Già dall’anteprima offerta nella
compilation ufficiale del
Frontiers Rock Festival si percepiva nettamente che questo “All the way”, debutto sulla lunga distanza degli
State Of Salazar, non sarebbe stato un disco come “tanti”, nemmeno in un momento storico piuttosto felice per le sonorità
AOR.
Troppo avvincenti le traiettorie cristalline disegnate da quel brano (che poi è anche l’irresistibile
title-track di questo
full-length), troppo intensa e suggestiva una costruzione sonora veramente degna di Toto, Survivor, Styx e Journey per essere un evento “occasionale” nella vicenda artistica di un gruppo che peraltro aveva fornito segnali incoraggianti pure nell’
Ep “Lost my way” del 2012.
Ebbene,
Signore e Signori,
chic-rockers di ogni livello “culturale” (in particolare quelli di “lungo corso”, spesso ipercritici e un po’ troppo “nostalgici” …), preparatevi a godere di una gemma di eleganza e tensione espressiva, realizzata da un manipolo di
giovanotti svedesi usciti dalla Malmö Academy of Music (e qui si capisce perché spesso gli scandinavi hanno una marcia in più …) per diffondere la loro passione per il suono “adulto” e magniloquente dei maestri succitati e convertirla in un autentico balsamo per l’anima di tutti gli estimatori del genere.

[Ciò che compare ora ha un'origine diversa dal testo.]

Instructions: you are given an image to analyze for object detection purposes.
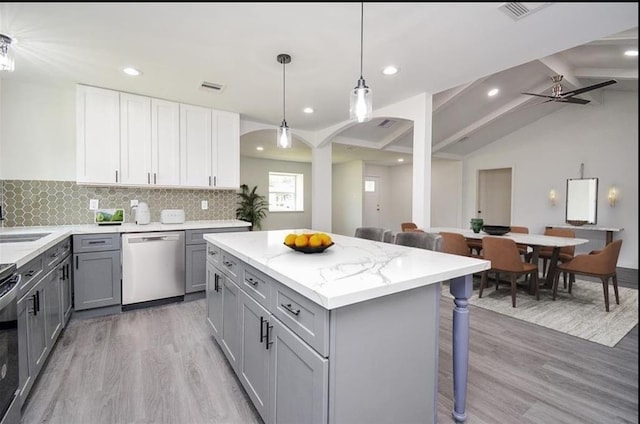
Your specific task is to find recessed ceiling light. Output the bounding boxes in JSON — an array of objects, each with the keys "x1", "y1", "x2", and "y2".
[
  {"x1": 122, "y1": 68, "x2": 142, "y2": 77},
  {"x1": 382, "y1": 65, "x2": 398, "y2": 75}
]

Impeccabili sotto il profilo tecnico, illuminati da una preparazione e da un’ispirazione tanto fulgida da saper incorporare i nomi di Balance, Orion The Hunter, Trillion, Michael Thompson Band e Chicago al proprio bagaglio d’influenze senza perdere una stilla di temperamento, gli State Of Salazar colpiscono nel segno scagliando con precisione una dozzina di saette melodiche realmente elettrizzanti, ostentando un equilibrio tra gli elementi molto vicino alla perfezione, come solo pochissimi “esordienti” hanno fatto prima di loro.
Dilatazioni sfarzose e ariosità armoniche, chitarre e tastiere,
pathos e
verve, tutto è dosato in maniera esemplare e incorniciato da una voce, quella di Marcus Nygren, che sembra stata “creata” proprio per queste cose, con una timbrica ammaliante in cui convivono felicemente quelle di Bobby Kimball, di Joe Vana e di Toby Hitchcock.
Accantonate gli svariati, spesso anche pregevoli, tentativi “d’imitazione” della scena contemporanea e affidatevi a “I believe in you”, “Field of dreams”, "Eat your heart out”, “Time to say goodbye”, “Catastrophe”, “Adrian”, ”End of time” e al resto dell’irretente programma, la presa emotiva sarà talmente attanagliante e immacolata da rendere davvero arduo il distacco.
In conclusione, la classica “ciliegina sulla torta” … un
artwork molto gradevole e spiritoso … a questo punto è proprio impossibile fare a meno di “All the way”.